How to process text email data?

text
text-mining
email
Tags: #<Tag:0x00007fdaaf4f5768> #<Tag:0x00007fdaaf4f5628> #<Tag:0x00007fdaaf4f54e8>

#1

I’d like to analyze the R-package-devel Archives. To do that I’ll need to parse “text emails”, in some sort of data.frame with sender, date, object, body.

I’m assuming I’m not the first person ever to do such a thing but I was only able to find the REmail package that interfaces Python email utilities via RPython. Does anyone know of other tools, potentially only using R? Thanks!


#2

maybe tm.plugin.mail https://cran.rstudio.com/web/packages/tm.plugin.mail/ haven’t tried it though


#3

Thanks, I’ll try it and report back. :slightly_smiling_face:


#4

So it worked very well, thanks @sckott! I’ll try to remember to update this thread when I get a blog post out but in the meantime here are some notes.

How I downloaded all archives

polite


session <- polite::bow("https://stat.ethz.ch/pipermail/r-package-devel/",
            user_agent = "Your own identity do not copy-paste ;o)")

library("magrittr")

polite::scrape(session) %>%
  rvest::xml_nodes("a") %>%
  xml2::xml_attr("href") %>%
  .[grepl("\\.txt\\.gz", .)] -> filenames

fs::dir_create("archives")

download_one <- function(filename){
  message(filename)
  Sys.sleep(5)
  download.file(glue::glue("https://stat.ethz.ch/pipermail/r-package-devel/{filename}"),
                file.path("archives", filename))

}

purrr::walk(filenames, download_one)

How I rectangled all of them

# archives holds all the txt.gz files
filenames <- fs::dir_ls("archives")
folders <- gsub("archives\\/", "", filenames)
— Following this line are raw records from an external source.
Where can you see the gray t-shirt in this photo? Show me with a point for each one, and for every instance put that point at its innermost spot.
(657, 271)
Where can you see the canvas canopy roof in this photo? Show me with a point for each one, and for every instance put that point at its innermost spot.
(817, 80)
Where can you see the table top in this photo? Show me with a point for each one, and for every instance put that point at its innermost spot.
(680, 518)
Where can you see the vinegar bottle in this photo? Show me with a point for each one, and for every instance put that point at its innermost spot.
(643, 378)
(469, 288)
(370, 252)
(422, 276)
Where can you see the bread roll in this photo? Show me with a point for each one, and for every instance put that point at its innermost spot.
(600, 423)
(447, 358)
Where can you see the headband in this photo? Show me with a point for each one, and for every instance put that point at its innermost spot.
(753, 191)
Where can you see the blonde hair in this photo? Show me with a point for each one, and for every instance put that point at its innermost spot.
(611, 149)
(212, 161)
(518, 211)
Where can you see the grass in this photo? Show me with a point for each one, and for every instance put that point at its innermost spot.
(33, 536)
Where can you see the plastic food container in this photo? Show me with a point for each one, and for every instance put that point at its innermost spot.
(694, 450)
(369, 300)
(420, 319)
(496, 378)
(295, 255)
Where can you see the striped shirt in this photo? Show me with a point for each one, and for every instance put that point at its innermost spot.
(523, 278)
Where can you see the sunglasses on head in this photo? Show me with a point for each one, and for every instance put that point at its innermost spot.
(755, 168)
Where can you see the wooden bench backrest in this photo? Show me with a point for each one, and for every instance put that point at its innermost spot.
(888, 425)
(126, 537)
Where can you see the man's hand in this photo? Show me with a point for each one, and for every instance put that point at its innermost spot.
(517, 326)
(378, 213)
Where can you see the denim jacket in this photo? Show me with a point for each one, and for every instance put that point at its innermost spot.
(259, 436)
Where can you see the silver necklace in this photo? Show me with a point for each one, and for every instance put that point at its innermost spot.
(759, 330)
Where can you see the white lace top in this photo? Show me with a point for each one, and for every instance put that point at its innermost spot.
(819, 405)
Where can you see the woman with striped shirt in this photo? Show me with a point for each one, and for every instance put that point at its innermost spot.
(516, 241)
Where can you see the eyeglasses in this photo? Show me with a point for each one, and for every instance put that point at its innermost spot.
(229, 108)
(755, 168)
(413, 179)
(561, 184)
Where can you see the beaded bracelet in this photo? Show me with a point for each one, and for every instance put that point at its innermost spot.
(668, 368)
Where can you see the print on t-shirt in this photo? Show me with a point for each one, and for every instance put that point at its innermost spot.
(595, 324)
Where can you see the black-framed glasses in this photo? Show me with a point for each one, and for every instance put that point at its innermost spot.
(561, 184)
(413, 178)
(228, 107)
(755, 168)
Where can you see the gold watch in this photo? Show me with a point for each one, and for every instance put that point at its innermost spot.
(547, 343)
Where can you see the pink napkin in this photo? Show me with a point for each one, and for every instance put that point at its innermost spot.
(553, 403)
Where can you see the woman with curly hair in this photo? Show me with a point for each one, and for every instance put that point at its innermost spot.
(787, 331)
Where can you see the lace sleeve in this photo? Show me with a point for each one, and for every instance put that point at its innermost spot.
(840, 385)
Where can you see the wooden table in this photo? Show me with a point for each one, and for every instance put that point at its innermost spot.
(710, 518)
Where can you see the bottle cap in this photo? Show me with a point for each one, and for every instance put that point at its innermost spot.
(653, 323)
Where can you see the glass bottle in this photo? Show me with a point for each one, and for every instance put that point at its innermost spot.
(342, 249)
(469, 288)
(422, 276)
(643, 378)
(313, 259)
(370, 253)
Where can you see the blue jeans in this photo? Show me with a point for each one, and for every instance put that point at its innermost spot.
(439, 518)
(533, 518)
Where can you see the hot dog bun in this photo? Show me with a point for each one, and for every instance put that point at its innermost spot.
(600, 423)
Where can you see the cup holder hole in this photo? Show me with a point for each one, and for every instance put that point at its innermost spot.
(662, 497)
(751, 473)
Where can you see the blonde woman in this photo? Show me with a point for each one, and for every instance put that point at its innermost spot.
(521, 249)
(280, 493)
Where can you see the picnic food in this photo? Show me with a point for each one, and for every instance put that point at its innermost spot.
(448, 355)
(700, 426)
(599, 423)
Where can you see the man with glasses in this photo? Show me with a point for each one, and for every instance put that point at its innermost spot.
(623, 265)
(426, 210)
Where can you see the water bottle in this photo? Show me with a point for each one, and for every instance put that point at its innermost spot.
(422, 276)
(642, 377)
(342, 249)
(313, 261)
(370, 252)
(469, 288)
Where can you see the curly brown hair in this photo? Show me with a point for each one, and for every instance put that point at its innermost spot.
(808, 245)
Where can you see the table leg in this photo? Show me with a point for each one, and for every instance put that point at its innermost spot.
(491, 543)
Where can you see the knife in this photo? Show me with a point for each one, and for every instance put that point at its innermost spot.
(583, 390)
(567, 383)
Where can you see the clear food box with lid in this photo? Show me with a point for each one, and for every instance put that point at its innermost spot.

purrr::map2(filenames, folders,
            tm.plugin.mail::convert_mbox_eml)

rectangle_email <- function(email){
  email <- tm.plugin.mail::removeCitation(email, removeQuoteHeader = TRUE)
  email <- tm.plugin.mail::removeMultipart(email)
  email <- tm.plugin.mail::removeSignature(email)

  if(is.null(email$meta$heading)){
    return(NULL)
  }

  tibble::tibble(author = email$meta$author,
                 datetime = as.POSIXct(email$meta$datetimestamp),
                 subject = email$meta$heading,
                 content = as.character(
                   glue::glue_collapse(email$content,
                                               "\n")))
}

rectangle_folder <- function(folder){
  emails <- tm::VCorpus(tm::DirSource(folder),
                        readerControl = list(reader = tm.plugin.mail::readMail))
  purrr::map_df(as.list(emails), rectangle_email)
}

emails <- purrr::map_df(folders, rectangle_folder)
readr::write_csv(emails, file.path("data", "emails.csv"))
fs::dir_delete(folders)

Now I have a big data.frame and will be able to play with it. :tada: